False accusations. There was nothing startling to be found in Busenbaum's moral doctrine. A small number of his opinions were condemned as laxist by Alexander VII and Innocent XI, but there is nothing surprising in this if one considers the enormous number of matters upon which he passed judgment. Certainly he fared no worse than other reputable moralists, and his teaching on the whole is unquestionably orthodox. Nevertheless, he was vigorously denounced at one time for his teaching on two points: tyrannicide and the doctrine that the end justifies the means.
As to tyrannicide, Busenbaum actually wrote: "In order to safeguard his life or the integrity of his members, it is even permitted for a son, a religious, a subject, to defend himself, going so far even as to kill his father, his abbot or his prince, if need be, unless the death of the latter would bring about serious consequences, such as wars…." (Medulla 126.96.36.199). This was no more thanthe application to a particular case of the teaching on legitimate self-defense propounded by St. Thomas Aquinas, St. Antoninus, D. Soto, D. Concina, St. Alphonsus Liguori, and many others. However, the fear of having this text exploited against them caused the French Jesuits in 1669 to ask the general of the society to have it suppressed. In numerous editions of Busenbaum's work, therefore, this proposition is missing. Opposition to the moral theology of Busenbaum reached its height in 1757 at the time of the attempted assassination of Louis XV, King of France, by Damiens. The Medulla was condemned and burned by the Parlement of Toulouse in 1757; it was condemned by the Parlement of Paris in 1763 and was burned in the public square. Impartial authors have recognized the falsity of the accusations cast against the Medulla.

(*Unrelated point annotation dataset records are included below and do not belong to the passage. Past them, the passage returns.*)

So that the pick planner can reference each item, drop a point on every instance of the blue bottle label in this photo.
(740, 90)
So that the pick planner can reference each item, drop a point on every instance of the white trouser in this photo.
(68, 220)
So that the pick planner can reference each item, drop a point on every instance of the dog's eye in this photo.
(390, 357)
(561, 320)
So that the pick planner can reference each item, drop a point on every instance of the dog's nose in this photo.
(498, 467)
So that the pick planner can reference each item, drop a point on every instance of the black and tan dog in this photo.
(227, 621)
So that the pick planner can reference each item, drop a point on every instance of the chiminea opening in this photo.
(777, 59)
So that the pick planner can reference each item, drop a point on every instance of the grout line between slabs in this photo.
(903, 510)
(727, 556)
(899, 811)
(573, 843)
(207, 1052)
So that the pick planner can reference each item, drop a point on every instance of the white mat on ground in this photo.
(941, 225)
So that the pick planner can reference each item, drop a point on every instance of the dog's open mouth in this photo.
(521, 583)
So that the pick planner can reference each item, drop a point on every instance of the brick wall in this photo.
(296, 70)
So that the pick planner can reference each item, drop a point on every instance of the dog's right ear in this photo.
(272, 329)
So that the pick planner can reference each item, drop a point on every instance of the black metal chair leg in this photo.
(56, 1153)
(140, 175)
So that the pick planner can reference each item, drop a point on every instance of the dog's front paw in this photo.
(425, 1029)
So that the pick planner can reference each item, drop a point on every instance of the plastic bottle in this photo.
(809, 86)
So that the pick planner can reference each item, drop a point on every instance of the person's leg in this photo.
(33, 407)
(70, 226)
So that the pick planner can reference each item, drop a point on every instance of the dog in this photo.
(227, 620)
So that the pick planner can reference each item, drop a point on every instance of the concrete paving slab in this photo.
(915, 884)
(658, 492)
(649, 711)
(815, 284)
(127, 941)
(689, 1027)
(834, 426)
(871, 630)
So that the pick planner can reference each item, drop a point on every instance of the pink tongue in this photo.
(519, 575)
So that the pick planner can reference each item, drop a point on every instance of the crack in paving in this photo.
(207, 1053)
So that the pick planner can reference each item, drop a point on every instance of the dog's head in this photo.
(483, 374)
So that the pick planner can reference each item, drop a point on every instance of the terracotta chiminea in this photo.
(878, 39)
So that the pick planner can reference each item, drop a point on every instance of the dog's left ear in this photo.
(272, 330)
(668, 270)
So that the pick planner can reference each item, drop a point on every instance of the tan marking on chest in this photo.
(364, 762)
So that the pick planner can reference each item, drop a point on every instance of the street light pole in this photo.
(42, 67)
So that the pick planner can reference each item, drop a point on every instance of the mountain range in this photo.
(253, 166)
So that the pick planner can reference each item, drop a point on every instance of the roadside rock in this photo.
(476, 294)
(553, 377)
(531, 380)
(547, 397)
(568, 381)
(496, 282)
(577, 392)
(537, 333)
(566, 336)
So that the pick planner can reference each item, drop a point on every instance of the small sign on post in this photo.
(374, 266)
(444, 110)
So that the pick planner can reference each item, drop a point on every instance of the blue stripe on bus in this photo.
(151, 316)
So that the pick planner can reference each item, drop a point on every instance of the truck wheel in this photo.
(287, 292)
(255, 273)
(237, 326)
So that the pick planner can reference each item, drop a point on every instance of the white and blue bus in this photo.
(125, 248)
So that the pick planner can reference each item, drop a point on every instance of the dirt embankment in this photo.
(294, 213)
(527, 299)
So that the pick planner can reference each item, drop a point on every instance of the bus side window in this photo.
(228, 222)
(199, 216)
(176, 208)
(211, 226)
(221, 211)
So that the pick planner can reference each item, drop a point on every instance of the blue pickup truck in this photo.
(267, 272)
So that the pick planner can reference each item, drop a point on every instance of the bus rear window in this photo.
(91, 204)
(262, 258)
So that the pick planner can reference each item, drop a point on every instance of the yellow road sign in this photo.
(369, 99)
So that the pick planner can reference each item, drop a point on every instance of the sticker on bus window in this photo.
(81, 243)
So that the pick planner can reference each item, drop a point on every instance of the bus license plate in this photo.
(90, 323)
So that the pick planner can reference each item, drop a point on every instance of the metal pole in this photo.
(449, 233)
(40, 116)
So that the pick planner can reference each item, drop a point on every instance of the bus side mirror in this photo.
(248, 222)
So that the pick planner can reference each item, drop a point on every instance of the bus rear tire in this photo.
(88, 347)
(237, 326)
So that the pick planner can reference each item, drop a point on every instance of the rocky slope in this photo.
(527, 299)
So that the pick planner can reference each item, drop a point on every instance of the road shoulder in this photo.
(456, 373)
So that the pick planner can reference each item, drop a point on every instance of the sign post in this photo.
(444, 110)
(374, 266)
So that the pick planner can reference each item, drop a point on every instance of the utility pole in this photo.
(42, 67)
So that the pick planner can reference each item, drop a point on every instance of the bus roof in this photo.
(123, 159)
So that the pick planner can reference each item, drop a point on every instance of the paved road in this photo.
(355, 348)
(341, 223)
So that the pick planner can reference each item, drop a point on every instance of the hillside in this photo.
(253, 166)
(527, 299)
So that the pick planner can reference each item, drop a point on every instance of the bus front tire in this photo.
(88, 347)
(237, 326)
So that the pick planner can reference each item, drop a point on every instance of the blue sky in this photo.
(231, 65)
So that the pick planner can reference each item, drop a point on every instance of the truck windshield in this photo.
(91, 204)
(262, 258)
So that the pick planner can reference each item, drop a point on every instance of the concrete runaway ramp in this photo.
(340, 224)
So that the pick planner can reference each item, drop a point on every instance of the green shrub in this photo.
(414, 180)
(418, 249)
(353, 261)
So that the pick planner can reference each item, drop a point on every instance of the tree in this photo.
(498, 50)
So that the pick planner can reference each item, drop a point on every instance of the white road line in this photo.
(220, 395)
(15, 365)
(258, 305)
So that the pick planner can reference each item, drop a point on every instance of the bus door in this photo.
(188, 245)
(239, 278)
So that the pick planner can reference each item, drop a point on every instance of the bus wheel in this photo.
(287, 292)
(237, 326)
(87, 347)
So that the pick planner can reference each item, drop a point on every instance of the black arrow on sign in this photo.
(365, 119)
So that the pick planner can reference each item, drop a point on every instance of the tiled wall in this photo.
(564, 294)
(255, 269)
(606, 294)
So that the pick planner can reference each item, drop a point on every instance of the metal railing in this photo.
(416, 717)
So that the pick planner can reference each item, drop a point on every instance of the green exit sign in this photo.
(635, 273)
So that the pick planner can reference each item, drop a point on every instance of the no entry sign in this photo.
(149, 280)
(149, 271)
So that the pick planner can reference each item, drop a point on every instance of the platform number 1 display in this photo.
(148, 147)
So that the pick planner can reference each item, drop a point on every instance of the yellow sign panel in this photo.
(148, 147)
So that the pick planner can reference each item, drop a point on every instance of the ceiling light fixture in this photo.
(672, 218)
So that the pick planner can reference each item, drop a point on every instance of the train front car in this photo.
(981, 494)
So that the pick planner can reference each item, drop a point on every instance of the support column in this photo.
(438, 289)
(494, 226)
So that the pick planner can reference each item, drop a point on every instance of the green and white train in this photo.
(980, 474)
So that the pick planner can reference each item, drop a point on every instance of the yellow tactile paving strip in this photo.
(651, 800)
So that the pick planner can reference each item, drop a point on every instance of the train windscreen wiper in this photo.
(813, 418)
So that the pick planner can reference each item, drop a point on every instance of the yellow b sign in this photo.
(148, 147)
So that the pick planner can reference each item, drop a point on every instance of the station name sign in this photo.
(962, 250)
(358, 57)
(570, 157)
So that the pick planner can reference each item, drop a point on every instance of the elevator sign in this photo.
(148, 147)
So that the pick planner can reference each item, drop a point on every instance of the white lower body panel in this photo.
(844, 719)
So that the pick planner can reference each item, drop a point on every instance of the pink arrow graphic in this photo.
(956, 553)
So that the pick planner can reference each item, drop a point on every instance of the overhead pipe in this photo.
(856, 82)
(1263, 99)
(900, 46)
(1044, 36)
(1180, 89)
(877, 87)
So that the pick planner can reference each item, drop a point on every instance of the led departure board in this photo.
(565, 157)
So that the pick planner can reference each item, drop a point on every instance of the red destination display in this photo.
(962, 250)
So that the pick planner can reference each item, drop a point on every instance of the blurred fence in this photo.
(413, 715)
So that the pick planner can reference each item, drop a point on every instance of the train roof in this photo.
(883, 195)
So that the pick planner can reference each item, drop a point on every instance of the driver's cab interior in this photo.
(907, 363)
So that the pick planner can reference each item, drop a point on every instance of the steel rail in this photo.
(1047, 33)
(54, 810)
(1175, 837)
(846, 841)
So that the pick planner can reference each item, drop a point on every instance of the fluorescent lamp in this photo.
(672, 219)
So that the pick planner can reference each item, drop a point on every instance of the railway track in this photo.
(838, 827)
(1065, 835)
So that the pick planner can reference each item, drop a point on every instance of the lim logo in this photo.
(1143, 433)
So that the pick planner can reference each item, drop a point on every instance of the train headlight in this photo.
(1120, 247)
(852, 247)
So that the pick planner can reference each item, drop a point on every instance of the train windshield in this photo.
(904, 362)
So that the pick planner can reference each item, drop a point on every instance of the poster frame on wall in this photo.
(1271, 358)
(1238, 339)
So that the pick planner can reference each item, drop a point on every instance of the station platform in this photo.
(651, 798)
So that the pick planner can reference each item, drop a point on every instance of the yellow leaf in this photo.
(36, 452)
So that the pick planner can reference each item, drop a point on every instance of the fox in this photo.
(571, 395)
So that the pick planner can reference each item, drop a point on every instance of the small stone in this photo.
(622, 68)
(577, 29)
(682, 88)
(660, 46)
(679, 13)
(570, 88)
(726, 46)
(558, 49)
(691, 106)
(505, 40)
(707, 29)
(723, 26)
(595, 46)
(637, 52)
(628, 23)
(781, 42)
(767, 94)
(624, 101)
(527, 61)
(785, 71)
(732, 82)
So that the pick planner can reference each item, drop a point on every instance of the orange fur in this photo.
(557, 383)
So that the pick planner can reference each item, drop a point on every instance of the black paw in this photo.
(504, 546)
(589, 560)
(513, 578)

As to his supposed doctrine that the end justifies the means, Busenbaum did no more in fact than affirm a truth of common sense. When a person has a right to do something, he has by that very fact the right to use the legitimate means necessary for its performance. Busenbaum himself expressly excluded violence, injustice, and, in general, the use of means intrinsically bad (opcit. 188.8.131.52). M. Reichmann has retraced the history of the controversies raised by this formula.